Other runners are pulling off to the side left and right with cramps and chills, volunteers are handing out the metal blankets for runners to try and conserve body heat, it’s insane!
But then something snaps, maybe it’s a cheer from the crowd or a smile from a volunteer handing out water [cuz at that point I was stopping at EVERY water stop – you have to stay hydrated you know ;)], and you have to dig deep, to the part in your brain that won’t let you give up.
I was now finally at Mile 25.2, the famous Citco sign, located in Kenmore Square, marks one mile to go on the course [I keep thinking OMG one more mile, OMG one more mile].
When I got toward the last two legendary turns, “right on Hereford, left on Boylston”, I started tearing up, a wave of emotions hits when you see the finish line. I was thinking “please let this be over” and at the same time “I don’t want this moment to be over” – it’s truly crazy. I have to give props to the people of Boston, it was rainy, windy, CRAPPY out [and given the history of a few years ago], the spectators were AMAZING, they were so loud the last few miles I had my music on FULL BLAST, like kill your ears loud, and I couldn’t tell you what song was on because the crowd was so loud. That is amazing and an amazing testament to the people of Boston, I thank you for keeping me going.

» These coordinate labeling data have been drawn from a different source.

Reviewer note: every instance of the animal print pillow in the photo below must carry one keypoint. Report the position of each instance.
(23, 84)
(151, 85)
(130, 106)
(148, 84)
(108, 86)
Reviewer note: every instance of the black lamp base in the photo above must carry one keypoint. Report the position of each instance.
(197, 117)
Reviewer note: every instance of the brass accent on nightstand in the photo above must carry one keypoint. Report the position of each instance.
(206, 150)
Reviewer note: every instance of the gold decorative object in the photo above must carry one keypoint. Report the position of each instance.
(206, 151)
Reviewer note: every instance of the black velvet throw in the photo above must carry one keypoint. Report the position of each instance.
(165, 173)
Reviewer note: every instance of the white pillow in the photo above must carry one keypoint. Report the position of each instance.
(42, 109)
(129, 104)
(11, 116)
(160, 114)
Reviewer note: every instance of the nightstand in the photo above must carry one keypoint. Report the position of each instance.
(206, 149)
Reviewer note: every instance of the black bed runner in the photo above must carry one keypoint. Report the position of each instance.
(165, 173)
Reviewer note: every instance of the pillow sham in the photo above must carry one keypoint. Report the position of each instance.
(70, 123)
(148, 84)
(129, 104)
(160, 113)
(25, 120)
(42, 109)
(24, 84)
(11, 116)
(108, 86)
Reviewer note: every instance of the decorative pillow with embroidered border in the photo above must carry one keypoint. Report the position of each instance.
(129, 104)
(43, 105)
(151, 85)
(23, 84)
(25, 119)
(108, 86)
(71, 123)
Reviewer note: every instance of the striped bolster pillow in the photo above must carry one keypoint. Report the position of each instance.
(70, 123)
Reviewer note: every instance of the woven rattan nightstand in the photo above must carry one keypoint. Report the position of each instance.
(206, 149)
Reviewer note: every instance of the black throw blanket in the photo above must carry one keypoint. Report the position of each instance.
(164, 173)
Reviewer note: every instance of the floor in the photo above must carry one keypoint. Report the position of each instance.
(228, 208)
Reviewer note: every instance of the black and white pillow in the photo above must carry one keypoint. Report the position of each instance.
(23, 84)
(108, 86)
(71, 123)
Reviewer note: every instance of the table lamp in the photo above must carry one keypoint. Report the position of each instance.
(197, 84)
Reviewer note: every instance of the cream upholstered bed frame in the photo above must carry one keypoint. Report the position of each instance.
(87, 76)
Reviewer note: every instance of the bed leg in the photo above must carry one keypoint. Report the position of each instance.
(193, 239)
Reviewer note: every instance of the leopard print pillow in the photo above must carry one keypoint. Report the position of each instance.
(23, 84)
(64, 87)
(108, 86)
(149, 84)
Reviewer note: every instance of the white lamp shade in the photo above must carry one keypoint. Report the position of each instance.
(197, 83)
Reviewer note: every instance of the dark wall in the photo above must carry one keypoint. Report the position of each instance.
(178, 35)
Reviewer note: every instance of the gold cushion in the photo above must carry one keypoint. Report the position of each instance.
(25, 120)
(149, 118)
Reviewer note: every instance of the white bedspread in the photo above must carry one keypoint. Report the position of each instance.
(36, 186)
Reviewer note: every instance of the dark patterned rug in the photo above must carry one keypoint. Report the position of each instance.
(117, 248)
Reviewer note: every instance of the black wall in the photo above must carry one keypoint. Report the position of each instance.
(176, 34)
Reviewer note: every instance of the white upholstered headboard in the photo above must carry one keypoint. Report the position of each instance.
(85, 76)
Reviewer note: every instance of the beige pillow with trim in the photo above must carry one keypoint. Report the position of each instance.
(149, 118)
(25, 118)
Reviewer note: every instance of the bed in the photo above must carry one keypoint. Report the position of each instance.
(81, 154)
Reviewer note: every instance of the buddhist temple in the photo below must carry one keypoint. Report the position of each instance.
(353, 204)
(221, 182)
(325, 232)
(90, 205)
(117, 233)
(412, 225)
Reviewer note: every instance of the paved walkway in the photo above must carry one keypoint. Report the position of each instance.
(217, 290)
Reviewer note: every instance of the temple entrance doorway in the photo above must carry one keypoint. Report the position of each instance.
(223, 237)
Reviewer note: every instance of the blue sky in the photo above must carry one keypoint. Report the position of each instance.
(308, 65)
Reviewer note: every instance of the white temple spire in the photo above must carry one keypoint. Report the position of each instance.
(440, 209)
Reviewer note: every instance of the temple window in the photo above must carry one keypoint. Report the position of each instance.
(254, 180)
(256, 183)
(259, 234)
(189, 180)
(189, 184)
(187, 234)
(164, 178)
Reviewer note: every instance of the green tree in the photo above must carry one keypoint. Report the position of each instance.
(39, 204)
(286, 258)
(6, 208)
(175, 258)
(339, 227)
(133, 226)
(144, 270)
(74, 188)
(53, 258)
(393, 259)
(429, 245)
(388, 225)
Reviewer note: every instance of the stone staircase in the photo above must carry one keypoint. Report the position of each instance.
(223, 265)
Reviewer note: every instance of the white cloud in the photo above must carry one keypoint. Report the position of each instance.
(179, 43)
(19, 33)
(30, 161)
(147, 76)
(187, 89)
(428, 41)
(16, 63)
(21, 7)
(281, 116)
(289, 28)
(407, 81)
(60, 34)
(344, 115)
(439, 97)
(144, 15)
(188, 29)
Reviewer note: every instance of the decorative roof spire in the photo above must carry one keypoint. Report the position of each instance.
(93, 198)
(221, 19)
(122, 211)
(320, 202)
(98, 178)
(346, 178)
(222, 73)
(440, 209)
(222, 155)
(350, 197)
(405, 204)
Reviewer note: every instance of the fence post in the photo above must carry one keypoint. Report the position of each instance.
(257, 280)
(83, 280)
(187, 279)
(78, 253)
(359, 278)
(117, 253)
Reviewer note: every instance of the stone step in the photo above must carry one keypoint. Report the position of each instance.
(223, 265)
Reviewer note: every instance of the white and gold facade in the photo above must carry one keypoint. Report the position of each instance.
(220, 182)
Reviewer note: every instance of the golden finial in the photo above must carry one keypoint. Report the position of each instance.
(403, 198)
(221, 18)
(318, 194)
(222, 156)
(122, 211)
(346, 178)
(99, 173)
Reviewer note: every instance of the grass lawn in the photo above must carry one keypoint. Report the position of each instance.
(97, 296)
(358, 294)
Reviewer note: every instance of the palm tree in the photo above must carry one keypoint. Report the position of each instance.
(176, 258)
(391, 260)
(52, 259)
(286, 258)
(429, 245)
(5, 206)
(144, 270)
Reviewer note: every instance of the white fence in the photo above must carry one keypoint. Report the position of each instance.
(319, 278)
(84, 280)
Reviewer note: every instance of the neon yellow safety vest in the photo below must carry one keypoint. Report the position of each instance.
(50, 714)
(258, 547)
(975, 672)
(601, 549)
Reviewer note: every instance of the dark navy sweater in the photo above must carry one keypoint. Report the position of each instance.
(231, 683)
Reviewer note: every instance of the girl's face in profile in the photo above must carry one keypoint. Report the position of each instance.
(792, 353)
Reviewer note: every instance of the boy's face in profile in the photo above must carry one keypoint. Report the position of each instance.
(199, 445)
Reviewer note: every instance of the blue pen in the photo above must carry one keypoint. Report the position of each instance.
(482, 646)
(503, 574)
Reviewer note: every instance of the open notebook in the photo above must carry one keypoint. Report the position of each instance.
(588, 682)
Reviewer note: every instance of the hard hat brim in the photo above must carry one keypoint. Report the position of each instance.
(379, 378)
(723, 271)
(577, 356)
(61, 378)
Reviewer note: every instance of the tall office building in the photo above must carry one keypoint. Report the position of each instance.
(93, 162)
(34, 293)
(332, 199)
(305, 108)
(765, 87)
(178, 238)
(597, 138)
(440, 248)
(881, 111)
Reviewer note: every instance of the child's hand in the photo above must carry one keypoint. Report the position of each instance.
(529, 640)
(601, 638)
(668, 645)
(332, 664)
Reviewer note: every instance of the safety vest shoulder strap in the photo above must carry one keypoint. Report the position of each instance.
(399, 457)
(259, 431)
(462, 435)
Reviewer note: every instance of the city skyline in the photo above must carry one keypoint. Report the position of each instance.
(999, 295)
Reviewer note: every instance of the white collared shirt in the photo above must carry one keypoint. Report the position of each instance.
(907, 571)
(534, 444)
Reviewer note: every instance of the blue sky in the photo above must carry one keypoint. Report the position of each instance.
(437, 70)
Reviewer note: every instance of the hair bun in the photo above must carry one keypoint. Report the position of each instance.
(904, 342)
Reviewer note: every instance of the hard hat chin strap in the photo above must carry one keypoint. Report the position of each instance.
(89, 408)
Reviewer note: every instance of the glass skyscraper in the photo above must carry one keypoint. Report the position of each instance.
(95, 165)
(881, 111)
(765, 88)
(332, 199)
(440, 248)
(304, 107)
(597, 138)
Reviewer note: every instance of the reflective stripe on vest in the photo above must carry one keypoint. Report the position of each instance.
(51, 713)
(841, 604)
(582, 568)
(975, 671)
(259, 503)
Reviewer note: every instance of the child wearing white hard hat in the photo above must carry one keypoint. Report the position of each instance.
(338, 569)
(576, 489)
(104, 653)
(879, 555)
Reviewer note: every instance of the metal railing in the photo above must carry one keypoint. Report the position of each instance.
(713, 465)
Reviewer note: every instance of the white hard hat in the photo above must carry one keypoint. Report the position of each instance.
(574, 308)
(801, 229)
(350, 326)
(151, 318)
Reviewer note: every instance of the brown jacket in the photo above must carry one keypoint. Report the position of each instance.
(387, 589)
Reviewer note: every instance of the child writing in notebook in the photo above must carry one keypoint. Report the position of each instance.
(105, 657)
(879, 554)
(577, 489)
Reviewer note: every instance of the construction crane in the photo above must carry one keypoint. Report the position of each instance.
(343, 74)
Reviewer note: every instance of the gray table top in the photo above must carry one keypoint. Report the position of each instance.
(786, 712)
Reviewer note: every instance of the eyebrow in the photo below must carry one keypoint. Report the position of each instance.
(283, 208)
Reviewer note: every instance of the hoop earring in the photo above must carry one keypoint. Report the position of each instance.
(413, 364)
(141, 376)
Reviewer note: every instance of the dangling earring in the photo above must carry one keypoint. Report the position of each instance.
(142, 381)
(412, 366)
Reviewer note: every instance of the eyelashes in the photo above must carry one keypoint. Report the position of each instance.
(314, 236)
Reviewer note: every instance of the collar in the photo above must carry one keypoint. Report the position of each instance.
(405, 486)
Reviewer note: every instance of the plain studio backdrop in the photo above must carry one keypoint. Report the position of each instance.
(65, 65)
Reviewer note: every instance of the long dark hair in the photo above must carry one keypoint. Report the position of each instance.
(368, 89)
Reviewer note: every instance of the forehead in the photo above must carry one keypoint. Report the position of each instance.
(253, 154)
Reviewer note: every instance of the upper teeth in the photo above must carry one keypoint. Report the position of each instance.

At this point I feel like I am sprinting, but it probably looked a little different.
The finish is getting closer and closer, I start pumping my fist in the air and smiling, where this energy is coming from I seriously don’t know!
I cross the finish and it’s pure joy – tears burst from my eyes, I bend over and catch my breath, and a volunteer comes over to check if I am ok. I ask him, “would you take a picture of me?”, and he has to take my phone from my pocket and unlock it for me, as my hands are literally not working!
I smile the biggest smile in the world and put my hands in the air like I won the race. And you know what I did, I won MY race. It was brutal and amazing!
Next up reuniting with my family AND champagne and pizza!